Picking which adjustment has been the hardest would be impossible. Is it that I can’t work full-time? Or maybe that I can no longer just up and do something. Perhaps it’s the uncertainty that if I DO do something, I might not get out of bed for a few days. It also could be how weak and puny I feel about myself when I get sick once again, as if my body is betraying me again. Maybe it’s the guilt I feel about constantly cancelling out on friends, or ignoring their emails, texts or phone calls because I just can’t summon the energy to talk to them like a normal person. It could be all these things, but I think the main thing is if I adjust, I am admitting I am an irrevocably changed person from Lyme disease.
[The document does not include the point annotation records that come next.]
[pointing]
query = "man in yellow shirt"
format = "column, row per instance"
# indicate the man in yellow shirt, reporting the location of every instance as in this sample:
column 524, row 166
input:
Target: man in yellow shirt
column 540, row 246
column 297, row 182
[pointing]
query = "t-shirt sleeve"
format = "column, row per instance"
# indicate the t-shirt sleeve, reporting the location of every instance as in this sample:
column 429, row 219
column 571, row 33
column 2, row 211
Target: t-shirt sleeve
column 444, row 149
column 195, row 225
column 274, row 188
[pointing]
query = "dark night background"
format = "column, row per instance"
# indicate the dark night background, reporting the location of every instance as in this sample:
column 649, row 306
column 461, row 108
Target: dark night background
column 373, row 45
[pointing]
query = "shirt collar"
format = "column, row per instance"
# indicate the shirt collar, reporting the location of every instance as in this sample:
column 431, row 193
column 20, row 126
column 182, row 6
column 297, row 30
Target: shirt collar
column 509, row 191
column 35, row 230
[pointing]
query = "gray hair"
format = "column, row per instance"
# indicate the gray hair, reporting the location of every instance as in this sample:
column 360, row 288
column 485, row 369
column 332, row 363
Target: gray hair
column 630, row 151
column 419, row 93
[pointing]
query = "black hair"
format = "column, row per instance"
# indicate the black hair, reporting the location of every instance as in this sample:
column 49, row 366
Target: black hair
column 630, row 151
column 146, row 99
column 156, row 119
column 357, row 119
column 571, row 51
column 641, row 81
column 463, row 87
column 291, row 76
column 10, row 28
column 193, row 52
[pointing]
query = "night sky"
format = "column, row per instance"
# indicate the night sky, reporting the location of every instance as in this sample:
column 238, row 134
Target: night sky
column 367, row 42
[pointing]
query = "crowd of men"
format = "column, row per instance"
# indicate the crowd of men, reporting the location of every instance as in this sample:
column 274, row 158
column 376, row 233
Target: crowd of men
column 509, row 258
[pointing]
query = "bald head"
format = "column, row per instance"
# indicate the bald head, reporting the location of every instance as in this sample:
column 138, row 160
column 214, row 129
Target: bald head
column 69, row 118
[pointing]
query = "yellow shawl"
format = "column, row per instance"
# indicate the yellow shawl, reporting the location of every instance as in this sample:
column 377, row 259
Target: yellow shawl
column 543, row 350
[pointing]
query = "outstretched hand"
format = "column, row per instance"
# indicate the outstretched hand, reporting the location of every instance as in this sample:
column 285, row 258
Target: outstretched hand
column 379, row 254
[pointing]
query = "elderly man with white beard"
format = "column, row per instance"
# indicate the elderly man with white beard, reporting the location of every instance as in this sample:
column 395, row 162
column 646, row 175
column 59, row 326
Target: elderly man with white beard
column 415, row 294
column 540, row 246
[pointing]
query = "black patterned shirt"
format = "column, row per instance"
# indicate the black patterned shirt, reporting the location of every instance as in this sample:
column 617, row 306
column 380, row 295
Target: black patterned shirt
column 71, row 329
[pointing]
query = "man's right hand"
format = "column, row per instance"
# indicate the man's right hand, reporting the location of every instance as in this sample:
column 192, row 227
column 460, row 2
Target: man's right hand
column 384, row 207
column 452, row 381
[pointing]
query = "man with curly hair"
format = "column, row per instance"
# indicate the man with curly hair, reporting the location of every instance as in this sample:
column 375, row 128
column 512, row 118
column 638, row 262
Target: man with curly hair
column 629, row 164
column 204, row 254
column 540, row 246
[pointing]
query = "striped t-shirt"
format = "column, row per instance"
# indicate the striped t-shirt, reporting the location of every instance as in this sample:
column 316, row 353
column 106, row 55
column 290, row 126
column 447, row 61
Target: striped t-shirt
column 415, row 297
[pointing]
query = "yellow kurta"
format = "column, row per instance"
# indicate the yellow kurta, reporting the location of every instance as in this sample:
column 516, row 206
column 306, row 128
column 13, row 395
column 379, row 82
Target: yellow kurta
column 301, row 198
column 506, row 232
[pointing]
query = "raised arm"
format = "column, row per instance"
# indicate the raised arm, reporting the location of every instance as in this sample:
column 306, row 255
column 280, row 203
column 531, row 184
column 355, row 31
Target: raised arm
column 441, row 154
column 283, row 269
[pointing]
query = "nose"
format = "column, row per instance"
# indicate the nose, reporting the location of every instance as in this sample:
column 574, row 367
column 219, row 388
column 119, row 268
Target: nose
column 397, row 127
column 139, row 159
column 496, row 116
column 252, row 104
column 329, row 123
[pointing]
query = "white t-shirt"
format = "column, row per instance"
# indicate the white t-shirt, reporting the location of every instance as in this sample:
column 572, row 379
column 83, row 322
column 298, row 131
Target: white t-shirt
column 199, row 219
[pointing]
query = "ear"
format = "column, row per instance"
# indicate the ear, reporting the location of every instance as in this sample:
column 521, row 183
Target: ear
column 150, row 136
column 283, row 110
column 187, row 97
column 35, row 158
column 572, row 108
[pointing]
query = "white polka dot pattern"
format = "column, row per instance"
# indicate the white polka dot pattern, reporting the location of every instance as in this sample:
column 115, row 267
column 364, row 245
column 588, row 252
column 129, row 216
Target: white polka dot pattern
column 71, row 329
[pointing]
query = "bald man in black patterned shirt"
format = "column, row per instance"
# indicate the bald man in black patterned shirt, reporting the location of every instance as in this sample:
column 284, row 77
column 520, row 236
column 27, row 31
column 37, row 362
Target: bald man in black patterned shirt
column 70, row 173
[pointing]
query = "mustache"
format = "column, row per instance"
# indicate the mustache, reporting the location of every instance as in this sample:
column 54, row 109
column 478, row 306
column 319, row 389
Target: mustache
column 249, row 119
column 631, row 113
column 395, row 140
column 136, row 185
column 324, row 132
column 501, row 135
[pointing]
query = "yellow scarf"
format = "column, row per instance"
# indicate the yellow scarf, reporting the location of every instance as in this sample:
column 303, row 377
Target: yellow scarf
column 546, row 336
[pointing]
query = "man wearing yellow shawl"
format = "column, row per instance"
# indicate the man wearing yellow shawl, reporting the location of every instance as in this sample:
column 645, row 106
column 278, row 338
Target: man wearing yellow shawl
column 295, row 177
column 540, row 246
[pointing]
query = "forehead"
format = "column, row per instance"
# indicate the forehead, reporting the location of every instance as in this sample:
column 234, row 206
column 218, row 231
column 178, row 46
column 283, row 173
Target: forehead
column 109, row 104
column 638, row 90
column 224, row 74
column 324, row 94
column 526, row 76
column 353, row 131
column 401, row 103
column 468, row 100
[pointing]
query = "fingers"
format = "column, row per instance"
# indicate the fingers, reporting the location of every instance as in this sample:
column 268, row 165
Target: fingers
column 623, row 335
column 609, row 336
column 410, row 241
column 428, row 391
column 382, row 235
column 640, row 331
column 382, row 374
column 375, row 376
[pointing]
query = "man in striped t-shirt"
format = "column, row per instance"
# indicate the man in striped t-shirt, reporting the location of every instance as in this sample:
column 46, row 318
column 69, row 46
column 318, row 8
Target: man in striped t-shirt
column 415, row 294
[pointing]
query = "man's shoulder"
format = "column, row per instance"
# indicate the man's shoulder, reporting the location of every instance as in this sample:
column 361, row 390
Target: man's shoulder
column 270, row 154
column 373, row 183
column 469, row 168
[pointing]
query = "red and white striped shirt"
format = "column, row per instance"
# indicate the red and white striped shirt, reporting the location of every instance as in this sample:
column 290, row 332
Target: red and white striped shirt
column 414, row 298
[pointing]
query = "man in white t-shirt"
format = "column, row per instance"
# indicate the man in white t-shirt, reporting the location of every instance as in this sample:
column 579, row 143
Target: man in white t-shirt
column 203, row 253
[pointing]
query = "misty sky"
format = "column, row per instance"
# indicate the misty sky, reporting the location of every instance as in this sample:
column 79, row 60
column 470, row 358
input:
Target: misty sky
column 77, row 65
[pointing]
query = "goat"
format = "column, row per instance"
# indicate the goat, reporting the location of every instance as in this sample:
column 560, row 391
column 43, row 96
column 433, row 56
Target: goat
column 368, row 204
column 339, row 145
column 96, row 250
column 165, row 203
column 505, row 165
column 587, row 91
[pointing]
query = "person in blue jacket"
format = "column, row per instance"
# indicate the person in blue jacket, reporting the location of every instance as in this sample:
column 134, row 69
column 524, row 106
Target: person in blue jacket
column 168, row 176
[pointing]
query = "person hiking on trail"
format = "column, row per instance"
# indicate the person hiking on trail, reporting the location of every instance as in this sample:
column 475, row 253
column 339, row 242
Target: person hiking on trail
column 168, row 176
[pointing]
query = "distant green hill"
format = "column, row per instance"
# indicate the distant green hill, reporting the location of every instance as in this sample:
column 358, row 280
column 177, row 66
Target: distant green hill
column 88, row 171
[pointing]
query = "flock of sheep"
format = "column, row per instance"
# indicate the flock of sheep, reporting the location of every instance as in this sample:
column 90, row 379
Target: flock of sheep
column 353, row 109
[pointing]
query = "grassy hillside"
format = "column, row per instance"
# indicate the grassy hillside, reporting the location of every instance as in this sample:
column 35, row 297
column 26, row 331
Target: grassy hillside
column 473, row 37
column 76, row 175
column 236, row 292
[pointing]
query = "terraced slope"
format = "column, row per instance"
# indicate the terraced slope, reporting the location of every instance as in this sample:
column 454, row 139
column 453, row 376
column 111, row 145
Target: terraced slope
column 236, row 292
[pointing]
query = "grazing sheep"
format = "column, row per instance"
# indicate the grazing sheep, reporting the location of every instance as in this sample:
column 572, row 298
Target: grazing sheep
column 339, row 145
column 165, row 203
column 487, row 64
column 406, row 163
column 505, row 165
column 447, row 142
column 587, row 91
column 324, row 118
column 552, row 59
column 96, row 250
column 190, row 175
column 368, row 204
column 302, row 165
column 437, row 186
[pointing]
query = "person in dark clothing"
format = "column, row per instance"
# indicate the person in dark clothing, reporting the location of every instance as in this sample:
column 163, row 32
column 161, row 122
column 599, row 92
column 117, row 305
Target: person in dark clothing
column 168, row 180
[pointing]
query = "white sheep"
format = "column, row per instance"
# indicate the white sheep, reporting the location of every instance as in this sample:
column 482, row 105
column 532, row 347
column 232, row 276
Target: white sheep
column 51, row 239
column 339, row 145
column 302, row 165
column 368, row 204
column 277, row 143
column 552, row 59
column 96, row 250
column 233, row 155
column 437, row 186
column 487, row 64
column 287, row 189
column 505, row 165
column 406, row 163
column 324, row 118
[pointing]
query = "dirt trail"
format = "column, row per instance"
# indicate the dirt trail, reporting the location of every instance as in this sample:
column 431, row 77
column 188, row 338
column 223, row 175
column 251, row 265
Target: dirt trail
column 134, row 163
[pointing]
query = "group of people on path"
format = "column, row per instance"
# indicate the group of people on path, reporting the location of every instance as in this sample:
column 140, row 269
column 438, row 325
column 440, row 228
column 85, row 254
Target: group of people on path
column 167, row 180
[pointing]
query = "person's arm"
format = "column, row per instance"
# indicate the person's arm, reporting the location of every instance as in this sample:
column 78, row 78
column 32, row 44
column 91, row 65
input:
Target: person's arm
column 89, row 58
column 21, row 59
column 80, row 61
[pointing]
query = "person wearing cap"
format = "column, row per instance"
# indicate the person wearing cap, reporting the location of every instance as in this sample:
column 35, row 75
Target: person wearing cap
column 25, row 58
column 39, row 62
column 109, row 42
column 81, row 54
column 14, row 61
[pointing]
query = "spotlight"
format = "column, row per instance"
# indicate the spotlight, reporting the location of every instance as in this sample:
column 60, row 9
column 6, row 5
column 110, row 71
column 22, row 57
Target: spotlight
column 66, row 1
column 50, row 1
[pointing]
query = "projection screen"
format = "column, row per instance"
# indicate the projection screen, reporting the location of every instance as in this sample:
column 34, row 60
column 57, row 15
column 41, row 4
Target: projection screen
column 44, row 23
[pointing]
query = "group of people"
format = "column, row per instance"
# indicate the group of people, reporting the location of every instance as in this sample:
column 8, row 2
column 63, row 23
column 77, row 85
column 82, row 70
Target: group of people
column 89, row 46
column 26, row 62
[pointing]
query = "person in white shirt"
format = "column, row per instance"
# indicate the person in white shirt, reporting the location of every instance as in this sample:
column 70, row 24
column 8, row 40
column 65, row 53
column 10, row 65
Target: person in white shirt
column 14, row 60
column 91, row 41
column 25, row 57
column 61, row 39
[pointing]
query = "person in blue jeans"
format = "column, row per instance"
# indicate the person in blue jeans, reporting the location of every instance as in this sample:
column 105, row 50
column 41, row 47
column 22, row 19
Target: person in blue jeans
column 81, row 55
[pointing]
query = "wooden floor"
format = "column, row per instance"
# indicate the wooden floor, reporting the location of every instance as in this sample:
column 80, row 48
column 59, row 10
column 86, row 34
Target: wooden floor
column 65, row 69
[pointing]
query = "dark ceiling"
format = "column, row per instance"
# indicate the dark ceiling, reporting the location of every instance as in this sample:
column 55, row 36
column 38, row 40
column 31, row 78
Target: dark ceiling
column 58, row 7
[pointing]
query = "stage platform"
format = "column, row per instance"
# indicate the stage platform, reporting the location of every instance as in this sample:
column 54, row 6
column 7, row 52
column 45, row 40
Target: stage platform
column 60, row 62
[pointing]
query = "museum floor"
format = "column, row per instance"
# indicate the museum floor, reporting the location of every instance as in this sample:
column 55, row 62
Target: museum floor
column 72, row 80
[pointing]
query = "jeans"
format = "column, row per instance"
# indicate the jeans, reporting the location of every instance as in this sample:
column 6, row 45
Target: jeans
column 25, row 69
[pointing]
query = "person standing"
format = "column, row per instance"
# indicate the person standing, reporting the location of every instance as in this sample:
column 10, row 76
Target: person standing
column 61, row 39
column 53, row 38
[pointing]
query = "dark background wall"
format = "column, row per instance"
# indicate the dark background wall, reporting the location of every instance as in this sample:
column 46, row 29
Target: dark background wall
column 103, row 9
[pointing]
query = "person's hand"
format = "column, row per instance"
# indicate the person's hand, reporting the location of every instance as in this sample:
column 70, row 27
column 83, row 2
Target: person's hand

For one thing, my life is much quieter than it was. It is amazing how having to parcel out your energy gives you a laser focus on what you want or need to do. I suppose I could blow off taking care of the house for a more active social life, or I could give up everything else and work full-time. Or I could simplify my life until I only have the essentials and free up time from maintenance for something else. Most people have to make some of these decisions, but not to the extreme that I do. When I decided to celebrate Thanksgiving and my birthday, it took four to five days beforehand devoted to resting and taking care of food and cleaning. Even then, I was knocked out the Sunday and Monday after Thanksgiving and my birthday party. It is ridiculous, and I hate it.

However, hate is an emotion that wastes a lot of energy. In fact, all extreme emotions use up energy. Love, hate, sorrow, anger, all suck the vitality right out of you, so they are best doled out in tiny portions. Bonus: I don’t have the energy to sweat the small stuff.  It’s been tremendously hard to wrap my brain around the various labels ‘adjusting’ conjures up: disabled, chronically ill, and malingerer come to mind. Once I get over that, I might be, no, I will be in a better place. If I know this to be true, then why is it proving so difficult?